Additionally, if a property has a Property Rendering Option marking it as STATIC_TEXT normally the defaultValue of the property is used to render it as text or HTML. This value can be localized as well:

  • plugin.NAME.defaultValue Static text/html for a STATIC_TEXT property named "NAME"

The message code will be resolved using the following search pattern using the Service and Provider names:

  1. SERVICE.PROVIDER.CODE
  2. PROVIDER.CODE
  3. SERVICE.CODE
  4. CODE

Where CODE is one of the messages codes mentioned above.

So for example you could define the titles of two different providers using this file:

messages.properties

provider1.plugin.title=My Provider 1
provider2.plugin.title=My Provider 2

Plugin Icons

Since Rundeck Plugin Version 1.2 (Rundeck 2.6.10), Custom Icons can now be defined for your plugin.

You can use an Icon Image Files, or specify Provider Metadata to use a CSS icon, such as Glyphicon or Font Awesome icon.

Icon Image Files

Specify rundeckPluginVersion: 1.2 in your plugin.yaml (script plugins) or Rundeck-Plugin-Version: 1.2 in your jar Manifest (jar plugins) to enable custom icon support.

Include a resources/ directory in your jar/zip file with your icon file.
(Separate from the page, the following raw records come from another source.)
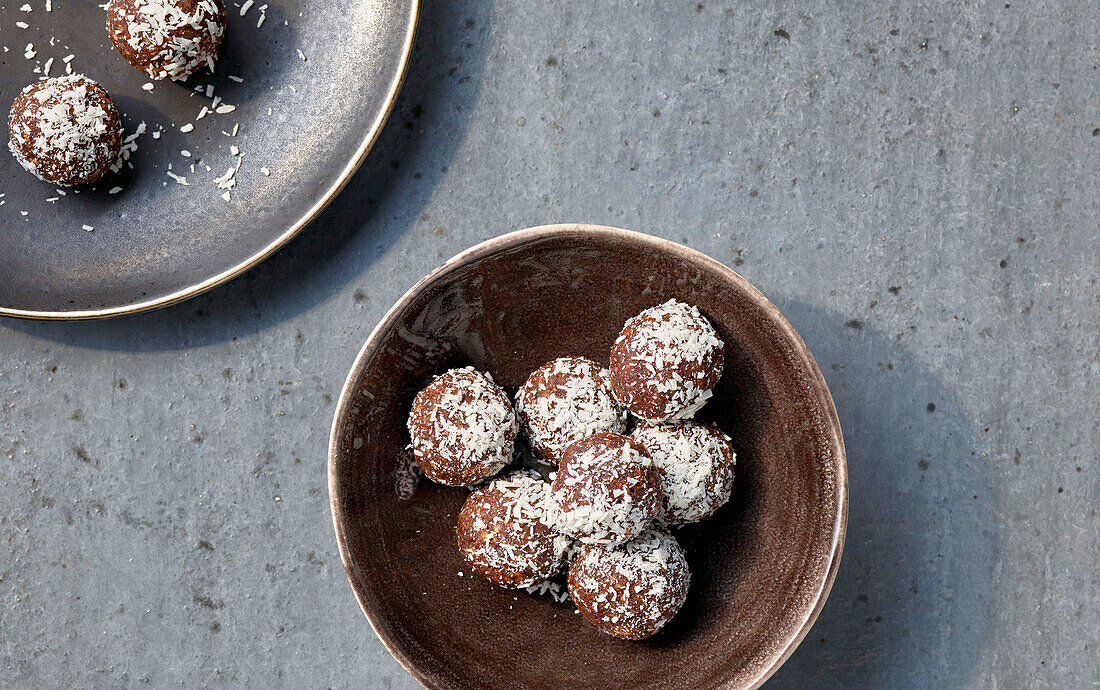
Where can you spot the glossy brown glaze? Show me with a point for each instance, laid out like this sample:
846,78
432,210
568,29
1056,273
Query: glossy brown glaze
761,566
The icon is resolved by looking for a file in the resources directory using the following search pattern:

  1. resources/SERVICE.PROVIDER.icon.png
  2. resources/PROVIDER.icon.png
  3. resources/SERVICE.icon.png
  4. resources/icon.png

You can define a custom icon for each Provider in your plugin file, or a single icon for all providers.

Provider Metadata

(Since Rundeck 3.0.14)

These metadata keys may be available:

  • glyphicon - name of a Glyphicon icon to use for the plugin, as alternative to providing an icon image resource.
  • faicon - name of a Font Awesome icon to use for the plugin.